Иван заметил в руке у него буханочку хлеба, которую переводчик осторожно сунул ефрейтору.
— А ты, переводчик, дурак, — досадливо возразил Муравьев, когда тот возвращался. — Человек и так уже понял свою вину. А ты ему взятку холуйскую!.. Эх, вы! — укоризненно и сокрушенно добавил он и взялся за топорик.
Иван передал докурить другому соседу и тоже принялся за работу.
Приближалось время обеда. Кухонный пар распространял уже запах распаренной брюквы. Старший повар пошел вдоль котлов, помешивая варево черпаком. Четверо «пацанов» за ним перетаскивали от котла к котлу бачок с солью, большую бадью с мучной заправкой и деревянное корытце с серым крупитчатым жиром, с виду похожим на солидол.
— Балашов Иван! — во всю глотку выкрикнул полицейский с порога кухни.
— Я! Сто сорок три тысячи сто пятнадцать! — машинально отозвался Иван, называя свой номер, и голос его дрогнул: он мигом сообразил, что Бронислав все-таки включил его на отправку. Сердце его защемило. Он уже не видел ни брюквы, ни топора. Бессознательно продолжая рубить, он с вопросом во взгляде, как будто не понимая, уставился на полицейского.
— К коменданту! — зловеще позвал тот.
Иван бросил топор и, ни на что не глядя, как слепой, направился к выходу.
— Что это кровь у тебя? — окликнул его один из рабочих кухни. — Эй, ты палец дебе оттяпал!
Иван взглянул на руку. Большой палец на левой руке вместе с краем ладони был срублен и держался, казалось, только на коже. Иван не заметил, когда это случилось, и не чувствовал боли. Кровь не сочилась, а просто лила из раны. Но, ничего не ответив, Иван безучастно шел к выходу, где ждал полицейский.
— Стой! Стой! — окликнул Ивана кто-то из поваров. — Эй, малый! Как тебя?! Балашов! Стой, завяжу!
— Где йод, ребята?! — раздались среди поваров голоса. — Бинт есть?! Жгут наложить! Живей!
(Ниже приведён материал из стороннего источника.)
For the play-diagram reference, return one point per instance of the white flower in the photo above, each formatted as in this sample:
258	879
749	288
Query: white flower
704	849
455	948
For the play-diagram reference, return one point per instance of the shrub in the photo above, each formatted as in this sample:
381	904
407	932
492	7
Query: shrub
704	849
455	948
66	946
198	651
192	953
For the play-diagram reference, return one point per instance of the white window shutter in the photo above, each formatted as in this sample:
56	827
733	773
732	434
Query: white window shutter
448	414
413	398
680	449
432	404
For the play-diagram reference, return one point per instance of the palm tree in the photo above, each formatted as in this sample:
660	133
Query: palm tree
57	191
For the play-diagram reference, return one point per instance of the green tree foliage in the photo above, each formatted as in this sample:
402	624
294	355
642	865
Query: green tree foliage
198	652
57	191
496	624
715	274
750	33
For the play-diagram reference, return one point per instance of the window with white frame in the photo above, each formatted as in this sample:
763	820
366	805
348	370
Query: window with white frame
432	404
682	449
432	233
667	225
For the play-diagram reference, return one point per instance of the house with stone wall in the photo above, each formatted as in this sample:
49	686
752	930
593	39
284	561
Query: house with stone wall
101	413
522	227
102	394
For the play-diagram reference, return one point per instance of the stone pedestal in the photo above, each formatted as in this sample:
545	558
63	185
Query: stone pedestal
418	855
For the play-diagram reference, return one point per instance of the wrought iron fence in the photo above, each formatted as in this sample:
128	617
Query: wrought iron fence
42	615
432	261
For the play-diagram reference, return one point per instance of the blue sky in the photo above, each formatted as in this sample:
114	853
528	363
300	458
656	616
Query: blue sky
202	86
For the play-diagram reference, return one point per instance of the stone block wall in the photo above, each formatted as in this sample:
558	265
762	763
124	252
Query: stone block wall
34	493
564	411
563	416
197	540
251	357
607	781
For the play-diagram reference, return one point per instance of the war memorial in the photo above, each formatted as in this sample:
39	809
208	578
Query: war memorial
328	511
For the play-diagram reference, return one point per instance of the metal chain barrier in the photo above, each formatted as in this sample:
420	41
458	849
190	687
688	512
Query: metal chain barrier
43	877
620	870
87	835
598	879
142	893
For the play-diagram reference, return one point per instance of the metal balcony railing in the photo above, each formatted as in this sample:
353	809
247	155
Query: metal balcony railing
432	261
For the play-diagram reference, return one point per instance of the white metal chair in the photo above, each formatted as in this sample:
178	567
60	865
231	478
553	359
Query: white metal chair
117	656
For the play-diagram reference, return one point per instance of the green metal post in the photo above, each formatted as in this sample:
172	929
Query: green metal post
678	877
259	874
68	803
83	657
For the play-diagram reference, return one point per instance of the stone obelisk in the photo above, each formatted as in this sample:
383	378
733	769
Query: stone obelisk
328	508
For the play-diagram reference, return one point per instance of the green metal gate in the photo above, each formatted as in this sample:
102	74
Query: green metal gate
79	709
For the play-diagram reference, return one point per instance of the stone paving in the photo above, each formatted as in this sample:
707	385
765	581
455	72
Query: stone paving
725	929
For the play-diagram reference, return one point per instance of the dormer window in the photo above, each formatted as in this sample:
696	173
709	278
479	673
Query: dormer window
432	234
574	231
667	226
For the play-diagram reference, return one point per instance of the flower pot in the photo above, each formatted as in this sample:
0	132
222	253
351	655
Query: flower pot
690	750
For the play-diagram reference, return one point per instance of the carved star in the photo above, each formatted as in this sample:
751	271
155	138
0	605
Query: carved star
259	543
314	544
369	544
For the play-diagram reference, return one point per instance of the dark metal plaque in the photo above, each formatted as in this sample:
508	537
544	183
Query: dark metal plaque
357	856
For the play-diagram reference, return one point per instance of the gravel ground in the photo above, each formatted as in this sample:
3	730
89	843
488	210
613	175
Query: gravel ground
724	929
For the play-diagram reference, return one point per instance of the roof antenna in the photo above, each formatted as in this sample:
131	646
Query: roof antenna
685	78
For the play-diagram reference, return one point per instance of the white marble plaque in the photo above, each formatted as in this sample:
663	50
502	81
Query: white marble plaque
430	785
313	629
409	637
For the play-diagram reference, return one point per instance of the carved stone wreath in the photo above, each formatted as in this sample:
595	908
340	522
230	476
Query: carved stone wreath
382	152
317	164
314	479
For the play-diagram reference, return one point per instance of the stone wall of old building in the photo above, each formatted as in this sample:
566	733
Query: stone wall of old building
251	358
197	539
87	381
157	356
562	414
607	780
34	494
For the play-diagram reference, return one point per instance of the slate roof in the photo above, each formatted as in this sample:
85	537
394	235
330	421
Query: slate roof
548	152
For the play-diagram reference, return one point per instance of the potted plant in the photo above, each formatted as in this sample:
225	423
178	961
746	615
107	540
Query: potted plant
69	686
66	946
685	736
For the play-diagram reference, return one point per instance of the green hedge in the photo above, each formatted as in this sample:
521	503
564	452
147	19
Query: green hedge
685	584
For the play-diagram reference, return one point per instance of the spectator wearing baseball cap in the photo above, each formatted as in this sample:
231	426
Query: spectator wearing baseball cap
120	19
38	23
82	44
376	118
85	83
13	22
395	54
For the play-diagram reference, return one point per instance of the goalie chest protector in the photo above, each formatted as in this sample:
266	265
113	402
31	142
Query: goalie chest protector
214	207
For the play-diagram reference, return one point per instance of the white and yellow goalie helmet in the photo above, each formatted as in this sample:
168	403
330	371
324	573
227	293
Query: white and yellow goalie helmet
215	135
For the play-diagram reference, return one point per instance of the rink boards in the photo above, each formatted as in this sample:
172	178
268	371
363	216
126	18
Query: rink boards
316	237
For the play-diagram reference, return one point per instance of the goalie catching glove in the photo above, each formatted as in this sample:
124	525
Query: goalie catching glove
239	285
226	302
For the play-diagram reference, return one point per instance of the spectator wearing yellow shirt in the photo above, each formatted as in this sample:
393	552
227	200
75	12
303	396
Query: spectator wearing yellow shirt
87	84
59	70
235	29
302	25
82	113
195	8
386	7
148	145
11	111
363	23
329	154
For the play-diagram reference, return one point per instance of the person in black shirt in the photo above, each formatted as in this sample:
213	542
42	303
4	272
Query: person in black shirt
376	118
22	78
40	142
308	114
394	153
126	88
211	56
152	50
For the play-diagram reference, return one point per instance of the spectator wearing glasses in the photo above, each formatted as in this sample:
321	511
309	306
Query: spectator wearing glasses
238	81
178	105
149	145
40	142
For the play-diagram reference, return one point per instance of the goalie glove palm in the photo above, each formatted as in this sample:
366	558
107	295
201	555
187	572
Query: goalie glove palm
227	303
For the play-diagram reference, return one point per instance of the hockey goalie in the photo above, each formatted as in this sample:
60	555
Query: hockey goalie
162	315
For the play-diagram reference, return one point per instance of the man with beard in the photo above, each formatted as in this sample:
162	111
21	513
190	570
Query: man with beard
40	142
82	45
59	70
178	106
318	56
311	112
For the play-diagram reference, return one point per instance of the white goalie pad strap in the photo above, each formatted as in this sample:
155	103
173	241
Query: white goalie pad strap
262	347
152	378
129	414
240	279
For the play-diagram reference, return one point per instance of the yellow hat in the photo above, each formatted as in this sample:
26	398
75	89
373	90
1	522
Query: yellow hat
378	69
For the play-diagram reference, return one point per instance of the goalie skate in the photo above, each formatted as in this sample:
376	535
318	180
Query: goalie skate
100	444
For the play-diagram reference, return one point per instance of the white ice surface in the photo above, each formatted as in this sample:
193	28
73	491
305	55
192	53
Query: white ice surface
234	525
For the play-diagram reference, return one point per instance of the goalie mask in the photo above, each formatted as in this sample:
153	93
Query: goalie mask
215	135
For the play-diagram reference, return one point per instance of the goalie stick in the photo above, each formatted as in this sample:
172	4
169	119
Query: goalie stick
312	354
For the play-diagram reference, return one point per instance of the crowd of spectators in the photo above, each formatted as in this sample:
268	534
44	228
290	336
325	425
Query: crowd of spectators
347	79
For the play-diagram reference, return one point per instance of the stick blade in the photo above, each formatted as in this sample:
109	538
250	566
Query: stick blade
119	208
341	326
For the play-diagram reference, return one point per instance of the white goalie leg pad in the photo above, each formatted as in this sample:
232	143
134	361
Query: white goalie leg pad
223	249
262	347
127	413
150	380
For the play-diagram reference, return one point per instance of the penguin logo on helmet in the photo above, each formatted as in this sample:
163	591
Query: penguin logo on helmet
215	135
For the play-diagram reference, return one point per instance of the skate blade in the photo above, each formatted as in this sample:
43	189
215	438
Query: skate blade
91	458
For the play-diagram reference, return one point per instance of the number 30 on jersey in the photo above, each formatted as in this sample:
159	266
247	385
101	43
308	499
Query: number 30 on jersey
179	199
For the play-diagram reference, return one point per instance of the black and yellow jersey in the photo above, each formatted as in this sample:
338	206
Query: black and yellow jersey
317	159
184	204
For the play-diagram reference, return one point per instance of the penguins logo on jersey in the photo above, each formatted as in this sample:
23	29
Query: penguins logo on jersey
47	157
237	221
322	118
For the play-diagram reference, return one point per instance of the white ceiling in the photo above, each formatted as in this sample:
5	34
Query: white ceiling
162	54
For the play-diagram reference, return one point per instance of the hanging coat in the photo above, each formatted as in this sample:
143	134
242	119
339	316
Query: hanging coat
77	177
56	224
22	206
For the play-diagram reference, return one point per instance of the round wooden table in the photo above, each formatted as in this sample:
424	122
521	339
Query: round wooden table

С десяток людей побросали работу и окружили Балашова, наблюдая за перевязкой, — только тогда Иван почувствовал боль и головокружение…
Он слушал препирательства поваров с полицаем так, будто лично его это не касалось.
— В лазарет его надо! Сведите, ребята! Володька! — воскликнул кто-то.
— Перво я его в комендатуру. Когда Бронислав Николаевич прикажет, то мы и сами сведем в лазарет, — настойчиво возразил полицай.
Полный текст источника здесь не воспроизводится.